Thursday, January 8, 2009

Ed Asner on SAG's choice

"I now fear for the future of the Screen Actors Guild and for the acting profession."

http://www.latimes.com/news/opinion/la-oe-asner28-2008dec28,0,2233934.story

Tuesday, December 2, 2008

Do you trust the AMPTP?

A generation ago we cut the AMPTP slack in crafting a video deal under the assumption that it would be revisited and made fair once the technology took off.

But for more than two decades the AMPTP continued to give us only a tiny sliver of the billions of dollars of windfall revenue they made selling videocassettes and DVDs. For SAG members, the question is this: As our colleagues at the Writers Guild of America are learning, the AMPTP has its own interpretation of the deals it makes. SAG does not want a strike. We made the decision to seek a strike authorization only after the AMPTP continued to stonewall through negotiations and mediation. Now, the AMPTP is attempting to use today’s economic uncertainty to intimidate us into signing away our future for decades to come. Meanwhile, they spent $100,000 on an ad! Obviously, we have their attention. Send the AMPTP a message by approving a strike authorization to empower SAG’s national board, so the AMPTP knows that we mean business

Message Regarding the CEO's Open Letter

Eight entertainment industry CEO’s whose annual salaries and bonuses exceed the amount needed to achieve labor peace for our industry asked why SAG wants a better deal than the other Hollywood guilds.

What they conveniently left out is the fact that the deal they are offering includes rollbacks no other guilds had to accept. Those other deals also included new media loopholes that would prevent SAG actors from sharing in the studios’ success in any meaningful way when this technology inevitably explodes. To find out how our proposals are different — not better or worse — but simply different than other unions’ deals, go to http://www.sag.org/tvtheatrical-negotiations and download “Questions and Answers Regarding Negotiations” and “Fact Checking the AMPTP.”

Thursday, August 14, 2008

How Far Have we come since January

A few different classes of actor in this town;
Group C...The Stars
Group B... those that hope to make a Modest Living
Group A...those who work for Free.

Which group are you in? Which group would you like to be in?

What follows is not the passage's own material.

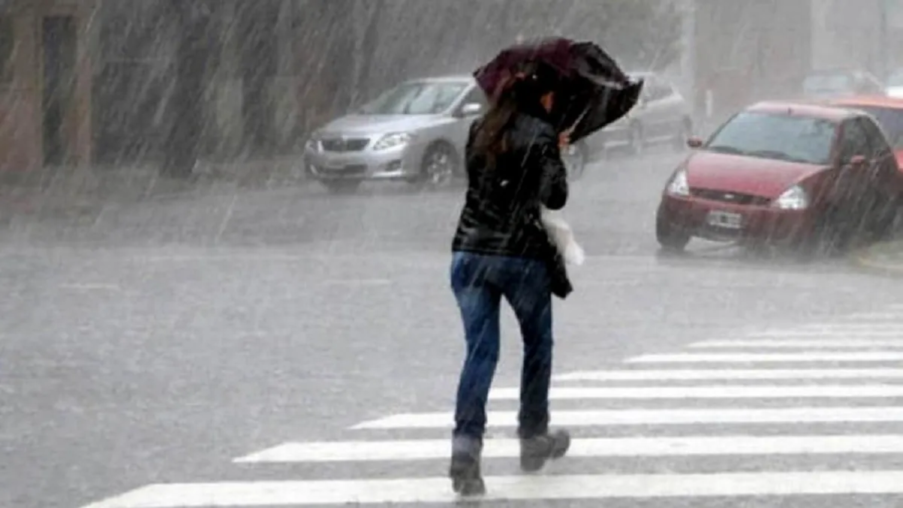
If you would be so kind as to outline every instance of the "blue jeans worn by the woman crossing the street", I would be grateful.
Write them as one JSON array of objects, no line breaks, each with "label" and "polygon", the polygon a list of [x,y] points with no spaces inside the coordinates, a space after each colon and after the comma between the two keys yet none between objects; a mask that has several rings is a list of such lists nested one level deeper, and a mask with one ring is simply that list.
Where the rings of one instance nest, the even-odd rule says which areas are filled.
[{"label": "blue jeans worn by the woman crossing the street", "polygon": [[467,340],[454,436],[482,439],[486,430],[486,401],[498,364],[499,308],[503,296],[514,309],[524,340],[517,434],[521,439],[545,434],[553,344],[552,292],[545,263],[456,252],[451,275]]}]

I'm barely hanging into group B. Group A makes that even harder. They work under "fiancial core", they work non union, they bark and moan that the leadership is fighting too hard for us. That's our dividing line, some want to bargain for more and others want to settle for less. AFTRA is a perfect example, they were willing to settle for less.

Now the people fighting for less are being backed by Sally Field, group C. Can you honestly say that Sally Fied has even a single idea what being a working class actor means. She probably hasn't worked for scale EVER. See the stars are fighting not for minimums but just to keep the show rolling so they can keep rolling in it!

Only 6000 actors have signed on supporting our unions negotiated pledge. To the Producers that looks like about 6 % of us care......Powerful.

Tuesday, November 6, 2007

Welcome to Working Actor LA Bloggers

Wow...you found it. Now take advantage of it. IT is a magical conversation that takes place any time. I'll give you an example. My WA (working actor) buddy Chad and I were having a conversation after an audition Monday. It was about personal worth in the context of our Business negotiation. i.e. Are you worth the $15,000 that a decent national commercial will pay you? Yes, no, maybe, they could find someone else, but you're unique, I'm no Michael Jordan, but you are, well if it's this or that. Wow. Are YOU worth $15,000 for 1 day of work and 365 days of auditions, no auditions, callbacks, parking tix, classes, beating your head against the wall, starving.

The conversation is to be an Informed Working Actor.